オカダ・カズチカの提唱ではじまり、矢野通の防衛で終わったKOPW2020。
選手同士が試合のルールを出し合い、ファン投票でどちらかのルールを選ぶというこの斬新なタイトルは、当初「新日本らしくない」と不安げな表情を見せていたオカダ選手の不安を払拭するほど馴染のあるタイトルになりました。
矢野選手という稀代のエンターテイナーの魅力がタイトルと化学反応を起こしたと言っても過言ではないでしょう。
2020年の新日本プロレスは、KOPWというユニークな側面もあれば、反則介入に傾いたという側面=ストーリー性を優先した側面もありました。
新日本らしくない?いやこれは時勢に柔軟に対応した新日本プロレスの施策だったのではないでしょうか。
時勢に柔軟な対応をした新日本プロレスの妙
戦いとストーリー性とユニークさと
パンデミックによる興行自粛期間を経て再開された新日本プロレス。
無観客試合から始まり、徐々に有観客試合にシフトしていったものの、感染対策のために会場を本来の席数でフルに埋めることは出来ません。

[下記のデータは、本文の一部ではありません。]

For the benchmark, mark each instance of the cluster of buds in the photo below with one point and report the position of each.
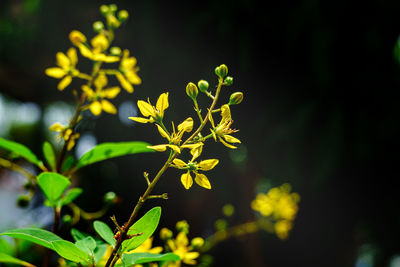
(195, 142)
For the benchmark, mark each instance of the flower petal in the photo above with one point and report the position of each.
(187, 182)
(57, 73)
(64, 82)
(108, 107)
(162, 103)
(202, 180)
(207, 164)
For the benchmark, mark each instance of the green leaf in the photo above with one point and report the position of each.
(71, 195)
(70, 251)
(49, 155)
(35, 235)
(88, 245)
(138, 258)
(53, 185)
(145, 226)
(78, 235)
(111, 150)
(105, 232)
(10, 259)
(20, 150)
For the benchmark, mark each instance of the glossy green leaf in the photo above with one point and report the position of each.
(49, 155)
(5, 258)
(70, 251)
(71, 195)
(105, 232)
(145, 227)
(138, 258)
(53, 185)
(88, 245)
(111, 150)
(35, 235)
(20, 150)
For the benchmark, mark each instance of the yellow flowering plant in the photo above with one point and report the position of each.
(130, 243)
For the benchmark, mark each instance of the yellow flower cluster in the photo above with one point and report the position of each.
(99, 51)
(220, 132)
(280, 205)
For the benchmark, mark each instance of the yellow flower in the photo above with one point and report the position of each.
(66, 133)
(97, 98)
(174, 139)
(66, 68)
(154, 113)
(99, 44)
(180, 246)
(192, 166)
(128, 75)
(222, 130)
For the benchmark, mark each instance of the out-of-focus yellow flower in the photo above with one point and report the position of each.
(222, 131)
(180, 246)
(99, 45)
(194, 167)
(128, 72)
(154, 113)
(66, 68)
(66, 133)
(97, 98)
(174, 139)
(280, 205)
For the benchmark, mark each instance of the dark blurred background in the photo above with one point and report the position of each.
(320, 112)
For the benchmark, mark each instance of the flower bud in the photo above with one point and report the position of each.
(182, 226)
(197, 242)
(123, 15)
(76, 37)
(98, 26)
(23, 201)
(115, 51)
(110, 197)
(165, 234)
(228, 80)
(203, 85)
(236, 98)
(104, 9)
(221, 71)
(191, 90)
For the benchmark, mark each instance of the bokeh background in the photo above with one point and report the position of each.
(320, 112)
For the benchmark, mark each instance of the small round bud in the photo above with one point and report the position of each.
(165, 234)
(221, 71)
(203, 85)
(115, 51)
(197, 242)
(191, 90)
(104, 9)
(66, 219)
(113, 7)
(228, 80)
(236, 98)
(110, 197)
(98, 26)
(182, 226)
(228, 210)
(123, 15)
(23, 201)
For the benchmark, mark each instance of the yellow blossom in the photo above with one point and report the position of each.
(180, 246)
(66, 68)
(222, 131)
(97, 97)
(66, 133)
(128, 72)
(192, 166)
(154, 113)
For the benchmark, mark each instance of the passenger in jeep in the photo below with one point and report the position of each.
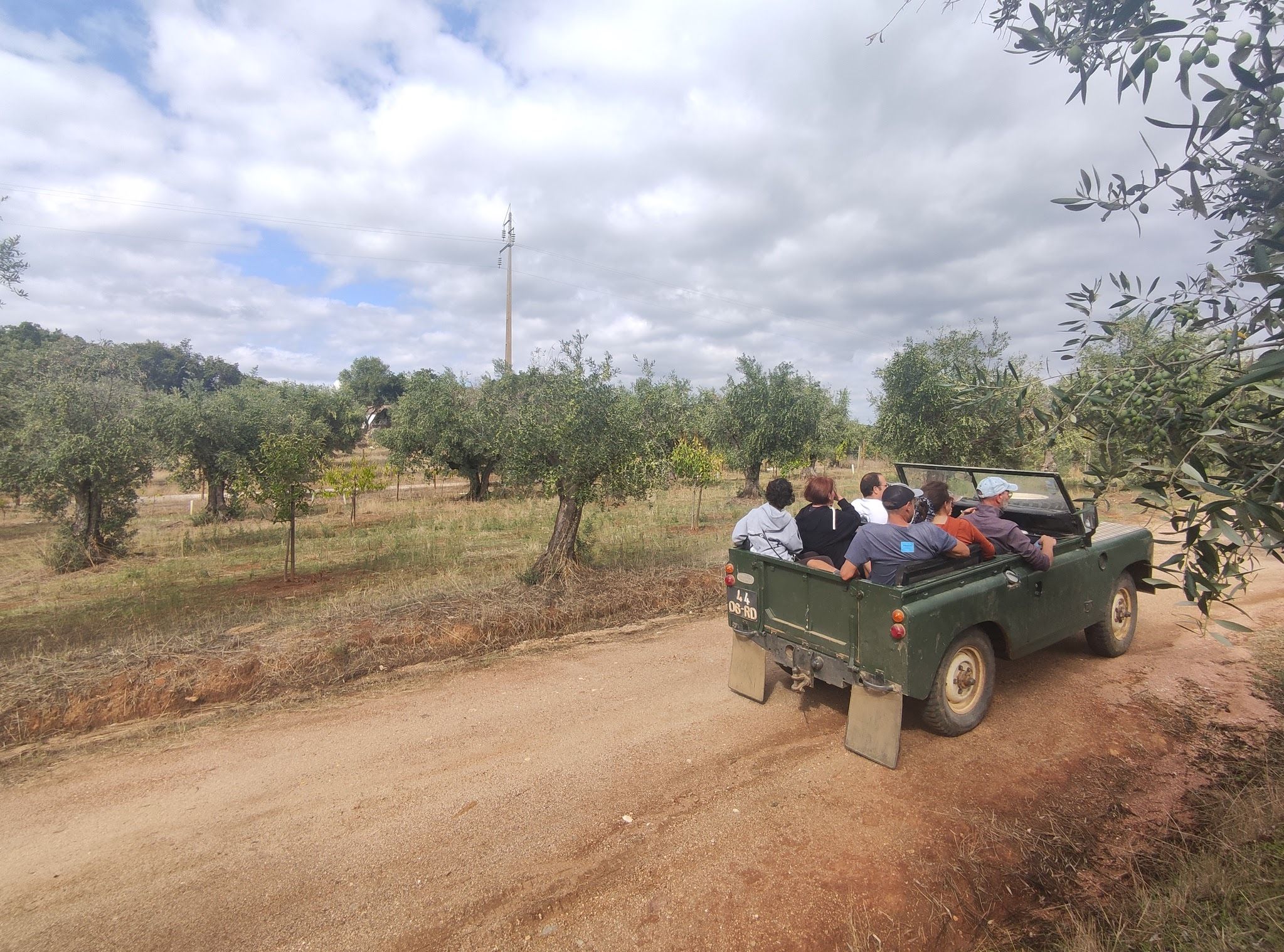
(880, 551)
(826, 525)
(940, 511)
(1007, 537)
(770, 530)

当然ファンは新日本プロレスワールドといったライブ配信に頼らざるを得なくなり、新日本プロレスも画面越しのファンに向けて興行を作らなくてはいけません。
KOPWというユニークなタイトルと、裏切り遺恨愛憎渦巻くストーリー性に内容が傾くのも、この時勢を踏まえた「番組」としての在り方を模索した結果ではないでしょうか。
単に「戦い」だけを見せるとなれば、視聴者が飽きてしまう可能性もある。
矢野通
2020年にもっとも進化したレスラーと言えば、僕は矢野選手を推します。
KOPWとYouTubeという二つの武器をひっさげ、プロレスの面白さをファンに発信し続けました。

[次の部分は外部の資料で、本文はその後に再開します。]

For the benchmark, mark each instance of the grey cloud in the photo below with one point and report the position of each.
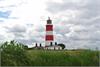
(5, 14)
(16, 29)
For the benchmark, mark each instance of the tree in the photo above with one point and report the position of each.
(40, 45)
(51, 43)
(13, 54)
(56, 43)
(62, 45)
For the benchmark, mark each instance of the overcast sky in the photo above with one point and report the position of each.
(76, 22)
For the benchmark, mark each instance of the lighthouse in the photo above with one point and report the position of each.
(49, 38)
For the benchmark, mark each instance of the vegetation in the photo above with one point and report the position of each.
(17, 54)
(62, 45)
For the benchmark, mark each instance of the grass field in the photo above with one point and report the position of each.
(63, 58)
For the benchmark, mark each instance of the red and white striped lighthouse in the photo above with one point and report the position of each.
(49, 38)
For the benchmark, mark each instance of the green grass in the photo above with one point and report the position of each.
(63, 58)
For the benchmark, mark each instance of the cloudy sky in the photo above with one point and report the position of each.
(76, 22)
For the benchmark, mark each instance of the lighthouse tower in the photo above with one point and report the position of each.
(49, 38)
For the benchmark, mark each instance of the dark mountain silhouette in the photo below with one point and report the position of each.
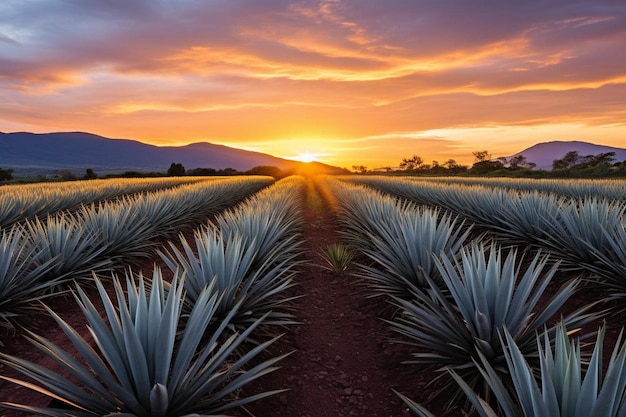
(544, 153)
(77, 151)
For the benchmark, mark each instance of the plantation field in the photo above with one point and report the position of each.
(358, 295)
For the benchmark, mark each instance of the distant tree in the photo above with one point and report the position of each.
(451, 164)
(484, 164)
(228, 171)
(269, 170)
(176, 170)
(481, 156)
(67, 175)
(90, 174)
(200, 172)
(520, 161)
(6, 174)
(410, 164)
(568, 161)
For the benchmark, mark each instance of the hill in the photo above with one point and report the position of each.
(544, 153)
(50, 152)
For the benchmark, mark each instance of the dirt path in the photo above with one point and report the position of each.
(343, 364)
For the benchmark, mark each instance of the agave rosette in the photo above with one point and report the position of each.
(149, 359)
(485, 294)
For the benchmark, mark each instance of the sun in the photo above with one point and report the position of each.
(306, 157)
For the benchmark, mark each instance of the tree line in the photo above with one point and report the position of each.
(571, 164)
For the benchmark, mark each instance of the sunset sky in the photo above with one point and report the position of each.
(362, 82)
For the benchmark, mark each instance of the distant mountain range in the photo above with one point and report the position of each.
(45, 154)
(544, 153)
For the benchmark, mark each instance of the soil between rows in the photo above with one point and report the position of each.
(343, 362)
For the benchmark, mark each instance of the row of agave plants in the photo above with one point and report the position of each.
(183, 346)
(612, 189)
(38, 256)
(587, 233)
(29, 201)
(471, 310)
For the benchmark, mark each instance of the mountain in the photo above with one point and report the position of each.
(544, 153)
(50, 152)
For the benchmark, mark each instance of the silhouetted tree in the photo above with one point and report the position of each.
(176, 169)
(6, 174)
(481, 156)
(409, 164)
(520, 161)
(568, 161)
(484, 164)
(269, 170)
(90, 174)
(67, 175)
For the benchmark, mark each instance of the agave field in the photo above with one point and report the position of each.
(325, 296)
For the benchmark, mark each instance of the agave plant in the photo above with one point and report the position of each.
(227, 267)
(22, 276)
(400, 239)
(564, 390)
(610, 264)
(248, 257)
(69, 247)
(122, 230)
(337, 257)
(149, 360)
(404, 247)
(580, 226)
(486, 294)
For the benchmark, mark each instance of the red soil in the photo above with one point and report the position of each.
(343, 361)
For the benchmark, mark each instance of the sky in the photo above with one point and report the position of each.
(361, 82)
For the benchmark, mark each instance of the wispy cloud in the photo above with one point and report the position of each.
(242, 71)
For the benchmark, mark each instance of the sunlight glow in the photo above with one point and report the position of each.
(306, 157)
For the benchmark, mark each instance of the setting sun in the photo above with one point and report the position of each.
(319, 80)
(306, 157)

かつて金髪で狂気的でどう猛なレスラーだった彼が、経営論を語り、ケーキを作り、家族と戯れ、本も出し、ライブ配信を通して優しく大らかな笑顔でファンと交流する。
こんな彼、誰が予想できたのか。
こういった社会的な時勢の中でもいかにして自らの存在感を発揮できるのか、この機転の良さは彼のプロレスとも通ずるものがありますよね。
感染が拡大が止まらない中、プロレスが元の状態に戻るのにはまだ時間がかかるはずです。

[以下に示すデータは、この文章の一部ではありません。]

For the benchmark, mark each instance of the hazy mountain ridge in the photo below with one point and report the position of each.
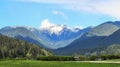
(43, 36)
(92, 42)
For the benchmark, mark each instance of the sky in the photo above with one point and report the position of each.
(72, 13)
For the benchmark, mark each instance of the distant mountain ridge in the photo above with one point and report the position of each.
(52, 37)
(96, 40)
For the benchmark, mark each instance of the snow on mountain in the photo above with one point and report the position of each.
(53, 36)
(56, 29)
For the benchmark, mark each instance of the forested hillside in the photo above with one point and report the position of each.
(14, 48)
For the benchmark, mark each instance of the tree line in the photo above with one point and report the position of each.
(15, 48)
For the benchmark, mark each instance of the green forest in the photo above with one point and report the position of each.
(14, 48)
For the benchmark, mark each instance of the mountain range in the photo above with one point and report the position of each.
(101, 36)
(51, 36)
(63, 40)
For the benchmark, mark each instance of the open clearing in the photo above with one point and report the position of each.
(33, 63)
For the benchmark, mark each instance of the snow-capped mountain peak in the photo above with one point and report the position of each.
(52, 28)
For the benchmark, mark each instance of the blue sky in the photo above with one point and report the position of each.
(70, 12)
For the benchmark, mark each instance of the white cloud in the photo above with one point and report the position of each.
(108, 7)
(46, 23)
(55, 12)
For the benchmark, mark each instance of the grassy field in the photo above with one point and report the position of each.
(32, 63)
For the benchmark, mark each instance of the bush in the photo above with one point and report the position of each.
(55, 58)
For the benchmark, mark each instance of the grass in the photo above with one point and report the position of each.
(33, 63)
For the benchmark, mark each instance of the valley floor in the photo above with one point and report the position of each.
(33, 63)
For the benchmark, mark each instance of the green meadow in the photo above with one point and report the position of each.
(34, 63)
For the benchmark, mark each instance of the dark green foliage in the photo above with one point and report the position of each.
(14, 48)
(56, 58)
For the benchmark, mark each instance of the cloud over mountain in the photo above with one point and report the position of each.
(106, 7)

リング上の戦いのみならず、リング外でいかに存在を示すことが出来るのか?
レスラーにはそういった姿勢や工夫がより問われて行くことでしょう。
時代と共に歩む柔軟な新日本プロレス
私情を挟むのならば、過剰にストーリー性に傾いたプロレスは先が見えてしまいやすい分どうなのだろうか、という気持ちもありました。
しかし改めて振り返ってみると、この時勢に柔軟に対応する新日本プロレスがそこにはあったのかも知れません。
KOPWというユニークな側面と、ストーリー性のある側面と、ストロングスタイルの側面。
2020年はこのバランスを探っていたともとれるし、2021年はそれぞれの側面がより輝くプロレスが展開されることに期待したい。
話を戻すと矢野選手。
今現在は矢野選手の独壇場となっているKOPWのタイトルですが、矢野選手に匹敵するほど「吹っ切れた選手」の台頭も望まれます。
果たしてそれがどの選手になるのかも、注目していきたいですね。